Monks is introduced by Dickens, halfway through the novel, as follows: “a dark figure emerged from a projecting entrance which lay in deep shadow, and, crossing the road, glided up … unperceived” (Oliver Twist, Ch. XXXIII). The language of mystery and shadow follows Monks around throughout the novel. While it may create a certain atmosphere, it also empties Monks of substance and makes him a less memorable character. Adaptations have been far more successful in creating enduring characterisations of Fagin and Sikes, the other main villains in the novel, than with regard to Monks. Monks is central to the plot, but the imaginative power behind Dickens’ depictions of Fagin and Sikes is absent. Monks appears in Lean’s film, but makes little impression compared to Alec Guinness’ Fagin and Robert Newton’s Sikes. Oliver! dispenses with the character of Monks entirely.

In the “culture-text” of Oliver Twist, then, Edward Monks is a liminal figure. It is perhaps in search of artistic priority and to bring originality to a much-adapted story that Bleasdale makes Monks a co-protagonist in the ITV series. He is introduced 40 minutes into the first episode, alighting from a carriage with his mother, an imperious and glaring lady. Monks is immediately characterised as a person of supreme interpersonal awkwardness by his shy smile and nervous hand movements when a servant girl opens the door for him. He and his mother enter their living quarters and she immediately labels him a “doze pot”. We already feel a degree of sympathy for the young Edward Monks: he is naïve, bumbling and browbeaten by his mother, who is clearly a formidable and unpleasant person. They are constantly on the move because of her propensity to live beyond their means. Edward notes, “I have never left anywhere except at the dead of night or first dawn. I never made a friend that I knew that I would keep.” Elizabeth cuttingly replies, “We could be an eternity in the same place, Edward, and it would make no difference to your hopes of friendship.” With a mother like that, who needs enemies?

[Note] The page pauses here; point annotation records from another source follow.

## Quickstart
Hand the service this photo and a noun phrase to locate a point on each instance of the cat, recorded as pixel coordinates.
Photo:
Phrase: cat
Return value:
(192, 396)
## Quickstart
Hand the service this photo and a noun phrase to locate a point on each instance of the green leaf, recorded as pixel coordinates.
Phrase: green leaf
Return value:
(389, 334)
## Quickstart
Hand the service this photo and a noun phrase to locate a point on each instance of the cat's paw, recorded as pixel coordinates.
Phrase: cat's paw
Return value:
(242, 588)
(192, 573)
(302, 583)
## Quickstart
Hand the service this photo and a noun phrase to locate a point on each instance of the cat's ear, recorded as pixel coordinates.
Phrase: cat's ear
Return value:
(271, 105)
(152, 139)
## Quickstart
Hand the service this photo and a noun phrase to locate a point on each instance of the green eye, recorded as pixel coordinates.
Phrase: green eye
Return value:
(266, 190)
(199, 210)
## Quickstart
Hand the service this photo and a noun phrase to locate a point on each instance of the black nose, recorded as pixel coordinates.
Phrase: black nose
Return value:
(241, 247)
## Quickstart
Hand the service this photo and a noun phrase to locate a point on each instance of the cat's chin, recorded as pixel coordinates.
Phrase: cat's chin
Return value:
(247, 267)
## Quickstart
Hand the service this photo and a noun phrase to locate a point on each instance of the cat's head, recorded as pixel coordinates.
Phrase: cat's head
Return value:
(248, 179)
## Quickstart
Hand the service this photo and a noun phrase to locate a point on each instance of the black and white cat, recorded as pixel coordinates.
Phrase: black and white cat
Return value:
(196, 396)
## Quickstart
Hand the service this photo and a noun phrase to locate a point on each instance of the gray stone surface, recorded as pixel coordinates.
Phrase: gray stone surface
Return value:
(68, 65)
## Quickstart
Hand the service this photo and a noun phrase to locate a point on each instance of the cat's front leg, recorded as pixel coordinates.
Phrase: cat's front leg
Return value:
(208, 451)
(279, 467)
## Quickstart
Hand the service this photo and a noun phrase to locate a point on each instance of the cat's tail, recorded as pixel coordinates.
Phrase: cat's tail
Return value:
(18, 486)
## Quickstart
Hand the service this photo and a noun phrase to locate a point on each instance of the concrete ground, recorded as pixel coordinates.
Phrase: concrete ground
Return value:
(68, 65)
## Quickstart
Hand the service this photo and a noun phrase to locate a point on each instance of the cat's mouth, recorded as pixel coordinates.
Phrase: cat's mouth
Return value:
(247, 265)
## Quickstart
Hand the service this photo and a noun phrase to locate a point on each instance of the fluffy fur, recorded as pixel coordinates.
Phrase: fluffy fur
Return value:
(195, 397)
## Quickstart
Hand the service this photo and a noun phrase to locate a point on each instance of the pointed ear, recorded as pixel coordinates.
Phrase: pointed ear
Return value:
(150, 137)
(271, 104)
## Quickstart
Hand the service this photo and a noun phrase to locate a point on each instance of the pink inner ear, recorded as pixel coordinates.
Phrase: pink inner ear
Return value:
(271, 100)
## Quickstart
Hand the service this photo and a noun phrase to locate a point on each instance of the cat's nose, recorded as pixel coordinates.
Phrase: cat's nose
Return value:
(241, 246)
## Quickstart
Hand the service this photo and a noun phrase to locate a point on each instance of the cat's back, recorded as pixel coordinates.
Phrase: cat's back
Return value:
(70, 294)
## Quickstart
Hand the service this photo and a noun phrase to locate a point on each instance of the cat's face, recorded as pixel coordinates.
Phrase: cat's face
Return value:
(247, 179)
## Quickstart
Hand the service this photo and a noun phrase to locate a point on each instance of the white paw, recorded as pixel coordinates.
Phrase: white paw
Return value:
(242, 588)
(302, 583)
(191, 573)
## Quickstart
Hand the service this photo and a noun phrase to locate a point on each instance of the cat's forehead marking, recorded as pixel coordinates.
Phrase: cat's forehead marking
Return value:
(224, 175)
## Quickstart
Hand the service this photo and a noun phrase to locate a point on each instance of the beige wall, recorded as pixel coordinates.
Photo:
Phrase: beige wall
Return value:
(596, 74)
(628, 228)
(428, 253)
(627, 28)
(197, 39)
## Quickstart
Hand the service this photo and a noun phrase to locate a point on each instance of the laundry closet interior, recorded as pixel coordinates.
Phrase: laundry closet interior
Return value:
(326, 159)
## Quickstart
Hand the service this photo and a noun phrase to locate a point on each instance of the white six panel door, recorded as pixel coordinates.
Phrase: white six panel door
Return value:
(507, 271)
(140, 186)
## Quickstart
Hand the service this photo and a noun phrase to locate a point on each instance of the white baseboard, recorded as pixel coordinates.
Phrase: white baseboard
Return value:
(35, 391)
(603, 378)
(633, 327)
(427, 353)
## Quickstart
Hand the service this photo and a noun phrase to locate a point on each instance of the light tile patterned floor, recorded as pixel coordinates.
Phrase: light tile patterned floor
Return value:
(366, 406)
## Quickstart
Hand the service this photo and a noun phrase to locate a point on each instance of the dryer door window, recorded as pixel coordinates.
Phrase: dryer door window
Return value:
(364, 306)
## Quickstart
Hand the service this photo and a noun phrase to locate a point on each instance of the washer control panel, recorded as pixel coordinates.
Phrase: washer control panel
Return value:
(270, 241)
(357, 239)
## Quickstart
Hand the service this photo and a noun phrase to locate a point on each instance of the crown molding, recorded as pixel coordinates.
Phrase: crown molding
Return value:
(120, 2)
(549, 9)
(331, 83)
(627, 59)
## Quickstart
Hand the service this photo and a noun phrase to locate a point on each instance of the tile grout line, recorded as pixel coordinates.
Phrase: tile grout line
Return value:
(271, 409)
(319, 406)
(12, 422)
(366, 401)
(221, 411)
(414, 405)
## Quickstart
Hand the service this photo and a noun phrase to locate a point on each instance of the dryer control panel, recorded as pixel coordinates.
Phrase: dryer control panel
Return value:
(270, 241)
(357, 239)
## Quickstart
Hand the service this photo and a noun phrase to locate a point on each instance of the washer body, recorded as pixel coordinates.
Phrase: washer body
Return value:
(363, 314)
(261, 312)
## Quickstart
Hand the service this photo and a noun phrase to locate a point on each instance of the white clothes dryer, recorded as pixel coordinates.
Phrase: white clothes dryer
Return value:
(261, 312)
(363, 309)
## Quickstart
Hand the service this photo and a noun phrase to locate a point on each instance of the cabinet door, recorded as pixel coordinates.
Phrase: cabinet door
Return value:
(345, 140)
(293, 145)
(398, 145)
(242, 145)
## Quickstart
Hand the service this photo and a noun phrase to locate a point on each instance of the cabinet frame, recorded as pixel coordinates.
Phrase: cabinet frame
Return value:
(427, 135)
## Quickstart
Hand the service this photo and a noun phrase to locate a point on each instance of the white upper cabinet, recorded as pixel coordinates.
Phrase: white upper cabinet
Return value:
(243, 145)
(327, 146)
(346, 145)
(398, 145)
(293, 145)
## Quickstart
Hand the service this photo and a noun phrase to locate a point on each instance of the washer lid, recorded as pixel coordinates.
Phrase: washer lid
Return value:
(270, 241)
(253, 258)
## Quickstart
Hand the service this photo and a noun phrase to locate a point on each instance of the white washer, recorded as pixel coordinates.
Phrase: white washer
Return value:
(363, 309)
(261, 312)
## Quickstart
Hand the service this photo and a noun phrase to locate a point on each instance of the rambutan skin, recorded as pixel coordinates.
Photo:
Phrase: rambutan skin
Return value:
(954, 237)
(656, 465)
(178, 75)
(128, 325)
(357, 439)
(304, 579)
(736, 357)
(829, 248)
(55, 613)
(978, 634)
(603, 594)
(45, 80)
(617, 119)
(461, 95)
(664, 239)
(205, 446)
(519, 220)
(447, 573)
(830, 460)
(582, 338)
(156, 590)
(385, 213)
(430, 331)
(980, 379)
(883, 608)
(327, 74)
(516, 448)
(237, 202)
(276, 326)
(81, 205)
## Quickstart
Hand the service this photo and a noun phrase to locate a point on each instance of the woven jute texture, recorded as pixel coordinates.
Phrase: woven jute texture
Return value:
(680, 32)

Mark Warren as Monks in Oliver Twist

Despite the somewhat sympathetic naivete of Monks, he is clearly a deeply disturbed individual. When trying to convince him to kill Agnes, Elizabeth notes, “You like to kill things, Edward. I have seen you in the fields”, to which he replies, “Only things … I won’t do it again.” He does, therefore, have serious mental issues and a sadistic bent, but he, unlike his mother, scruples at murder.

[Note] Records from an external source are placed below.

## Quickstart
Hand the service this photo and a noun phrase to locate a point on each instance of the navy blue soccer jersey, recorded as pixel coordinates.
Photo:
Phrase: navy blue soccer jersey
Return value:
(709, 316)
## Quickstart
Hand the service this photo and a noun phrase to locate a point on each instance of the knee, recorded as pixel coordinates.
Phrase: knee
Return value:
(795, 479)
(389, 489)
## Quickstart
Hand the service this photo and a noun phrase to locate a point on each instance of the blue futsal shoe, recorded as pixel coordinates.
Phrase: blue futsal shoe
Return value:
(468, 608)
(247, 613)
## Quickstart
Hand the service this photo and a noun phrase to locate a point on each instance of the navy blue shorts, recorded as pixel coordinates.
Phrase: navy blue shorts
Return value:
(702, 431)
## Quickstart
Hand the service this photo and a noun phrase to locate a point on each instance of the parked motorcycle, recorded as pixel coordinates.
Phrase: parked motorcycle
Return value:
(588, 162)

When, in the climactic scene of the first episode, he tries to kill Agnes, he is unable to bring himself to plunge the knife into her, and eventually falls onto a seizure. This corresponds to an incident in Dickens where Monks encounters Oliver:

“The man shook his fist, as he uttered these words incoherently. He advanced towards Oliver, as if with the intention of aiming a blow at him, but fell violently on the ground: writhing and foaming, in a fit.” (Oliver Twist, Ch. XXXIII)

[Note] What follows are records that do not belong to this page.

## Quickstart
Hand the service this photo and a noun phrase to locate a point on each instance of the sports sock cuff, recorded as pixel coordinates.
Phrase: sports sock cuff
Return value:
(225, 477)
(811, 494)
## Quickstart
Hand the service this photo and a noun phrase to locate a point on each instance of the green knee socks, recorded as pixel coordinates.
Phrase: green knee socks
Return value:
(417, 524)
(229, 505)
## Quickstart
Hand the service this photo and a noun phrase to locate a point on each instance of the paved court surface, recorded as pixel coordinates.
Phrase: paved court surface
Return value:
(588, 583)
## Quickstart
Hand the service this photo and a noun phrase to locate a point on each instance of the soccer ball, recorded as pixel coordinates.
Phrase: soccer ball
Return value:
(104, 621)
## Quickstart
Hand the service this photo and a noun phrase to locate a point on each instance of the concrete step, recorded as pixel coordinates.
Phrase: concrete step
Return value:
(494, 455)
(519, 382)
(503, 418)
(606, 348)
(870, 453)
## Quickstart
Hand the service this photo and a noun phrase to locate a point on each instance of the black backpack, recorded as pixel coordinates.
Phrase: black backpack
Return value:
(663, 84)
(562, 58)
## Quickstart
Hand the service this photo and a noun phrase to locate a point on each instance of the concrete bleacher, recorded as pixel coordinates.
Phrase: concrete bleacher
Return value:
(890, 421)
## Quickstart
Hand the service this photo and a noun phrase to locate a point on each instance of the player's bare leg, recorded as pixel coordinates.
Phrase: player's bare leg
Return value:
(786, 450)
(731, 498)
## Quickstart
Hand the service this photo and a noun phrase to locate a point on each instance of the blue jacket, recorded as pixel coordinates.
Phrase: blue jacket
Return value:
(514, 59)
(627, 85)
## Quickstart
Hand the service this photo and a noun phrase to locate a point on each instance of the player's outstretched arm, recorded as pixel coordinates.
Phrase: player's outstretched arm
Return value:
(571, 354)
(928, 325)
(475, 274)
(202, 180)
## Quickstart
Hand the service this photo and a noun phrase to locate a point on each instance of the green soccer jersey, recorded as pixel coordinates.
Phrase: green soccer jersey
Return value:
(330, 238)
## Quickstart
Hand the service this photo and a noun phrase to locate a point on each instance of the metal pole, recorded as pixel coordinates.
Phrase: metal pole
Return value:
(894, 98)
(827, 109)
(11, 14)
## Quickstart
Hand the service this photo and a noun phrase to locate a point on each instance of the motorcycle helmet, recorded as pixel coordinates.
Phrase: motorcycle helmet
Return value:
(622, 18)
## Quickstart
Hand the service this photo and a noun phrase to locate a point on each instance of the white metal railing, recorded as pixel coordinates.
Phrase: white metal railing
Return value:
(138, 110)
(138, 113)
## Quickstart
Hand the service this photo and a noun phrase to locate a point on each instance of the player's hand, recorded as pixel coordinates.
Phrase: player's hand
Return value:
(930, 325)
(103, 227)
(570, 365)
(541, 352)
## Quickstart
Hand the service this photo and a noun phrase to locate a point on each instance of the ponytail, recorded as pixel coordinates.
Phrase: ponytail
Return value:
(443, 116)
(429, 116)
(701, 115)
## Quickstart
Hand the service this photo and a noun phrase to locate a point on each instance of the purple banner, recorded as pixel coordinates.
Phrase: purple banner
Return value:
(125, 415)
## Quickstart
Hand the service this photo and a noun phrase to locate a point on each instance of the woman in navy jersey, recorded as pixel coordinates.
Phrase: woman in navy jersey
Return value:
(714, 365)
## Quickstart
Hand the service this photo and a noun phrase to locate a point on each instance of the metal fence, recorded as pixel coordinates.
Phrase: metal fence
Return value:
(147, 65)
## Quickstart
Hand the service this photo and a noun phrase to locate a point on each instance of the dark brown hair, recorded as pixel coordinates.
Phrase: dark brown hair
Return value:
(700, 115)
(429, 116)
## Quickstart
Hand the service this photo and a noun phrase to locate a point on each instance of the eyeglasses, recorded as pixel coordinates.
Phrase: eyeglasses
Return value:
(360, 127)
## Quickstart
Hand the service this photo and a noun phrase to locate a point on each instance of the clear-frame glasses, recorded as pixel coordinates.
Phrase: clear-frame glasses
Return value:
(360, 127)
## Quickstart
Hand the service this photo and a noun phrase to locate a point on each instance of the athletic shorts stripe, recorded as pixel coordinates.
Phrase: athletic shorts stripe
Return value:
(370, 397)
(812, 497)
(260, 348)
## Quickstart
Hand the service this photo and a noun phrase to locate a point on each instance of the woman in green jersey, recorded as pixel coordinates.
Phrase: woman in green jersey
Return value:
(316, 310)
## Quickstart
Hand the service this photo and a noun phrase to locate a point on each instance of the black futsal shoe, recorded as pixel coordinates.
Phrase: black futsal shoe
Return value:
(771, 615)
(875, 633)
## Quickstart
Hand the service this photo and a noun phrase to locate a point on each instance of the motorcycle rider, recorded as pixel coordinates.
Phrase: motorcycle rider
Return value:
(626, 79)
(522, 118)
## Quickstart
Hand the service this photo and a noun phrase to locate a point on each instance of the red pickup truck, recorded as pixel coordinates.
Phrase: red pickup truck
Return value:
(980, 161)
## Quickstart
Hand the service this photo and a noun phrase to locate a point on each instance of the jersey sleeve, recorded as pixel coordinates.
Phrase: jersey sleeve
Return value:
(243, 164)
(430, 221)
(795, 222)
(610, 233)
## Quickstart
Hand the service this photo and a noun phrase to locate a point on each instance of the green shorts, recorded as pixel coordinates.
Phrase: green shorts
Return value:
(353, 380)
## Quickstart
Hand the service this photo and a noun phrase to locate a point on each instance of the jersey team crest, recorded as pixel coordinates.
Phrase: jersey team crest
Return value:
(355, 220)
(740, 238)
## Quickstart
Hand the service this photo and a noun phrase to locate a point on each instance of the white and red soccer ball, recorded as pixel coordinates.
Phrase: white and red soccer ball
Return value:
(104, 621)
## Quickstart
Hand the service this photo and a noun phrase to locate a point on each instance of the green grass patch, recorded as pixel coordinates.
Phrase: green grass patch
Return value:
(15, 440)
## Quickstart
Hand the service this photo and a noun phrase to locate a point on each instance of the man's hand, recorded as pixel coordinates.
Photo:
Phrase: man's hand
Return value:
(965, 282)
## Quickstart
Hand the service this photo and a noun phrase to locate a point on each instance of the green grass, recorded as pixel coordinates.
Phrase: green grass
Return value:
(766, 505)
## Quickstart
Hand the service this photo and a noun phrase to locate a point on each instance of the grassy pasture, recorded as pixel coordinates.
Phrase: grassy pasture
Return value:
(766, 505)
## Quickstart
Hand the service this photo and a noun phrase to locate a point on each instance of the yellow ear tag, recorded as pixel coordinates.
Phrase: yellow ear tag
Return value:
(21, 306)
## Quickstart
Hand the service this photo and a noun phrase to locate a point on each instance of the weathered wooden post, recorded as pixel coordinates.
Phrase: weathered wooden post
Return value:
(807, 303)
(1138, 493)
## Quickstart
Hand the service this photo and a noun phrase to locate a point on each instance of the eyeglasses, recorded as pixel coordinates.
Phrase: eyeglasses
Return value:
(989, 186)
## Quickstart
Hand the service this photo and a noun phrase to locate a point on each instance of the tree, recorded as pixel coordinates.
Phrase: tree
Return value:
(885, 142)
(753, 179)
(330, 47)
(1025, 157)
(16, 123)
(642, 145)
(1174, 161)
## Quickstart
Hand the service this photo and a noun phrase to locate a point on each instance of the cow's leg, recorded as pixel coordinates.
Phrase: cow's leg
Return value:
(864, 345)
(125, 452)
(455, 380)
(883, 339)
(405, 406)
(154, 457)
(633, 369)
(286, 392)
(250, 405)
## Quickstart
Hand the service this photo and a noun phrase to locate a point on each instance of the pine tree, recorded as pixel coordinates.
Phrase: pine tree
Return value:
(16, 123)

While in Dickens this strange incident is never incorporated into the character of Monks in a coherent way, Bleasdale makes it central to Monks’ state of emotional disturbance, traumatised by an evil mother and uncaring father and forced towards an act of violence which, ultimately, runs against his nature.

That is where we leave Monks at the end of episode one: having been unable to kill Agnes, he has angered his mother and they have not got their hands on the money from Edward’s death. Yet he has been humanised far beyond any prior adaptation or the source.

Given just how popular Oliver! is, and how acclaimed Lean’s film has been, a straight adaptation of Oliver Twist struggles to create a reason for its own existence. There are many ways for an adopter to get around such an issue. One that is taken in this adaptation is to take a minor and hitherto ignored character, Monks, and add greatly to his backstory and complexity, interspersing it with more familiar scenes from the story. That works well in this instance, making this perhaps the most interesting serial adaptation of Dickens’ novel.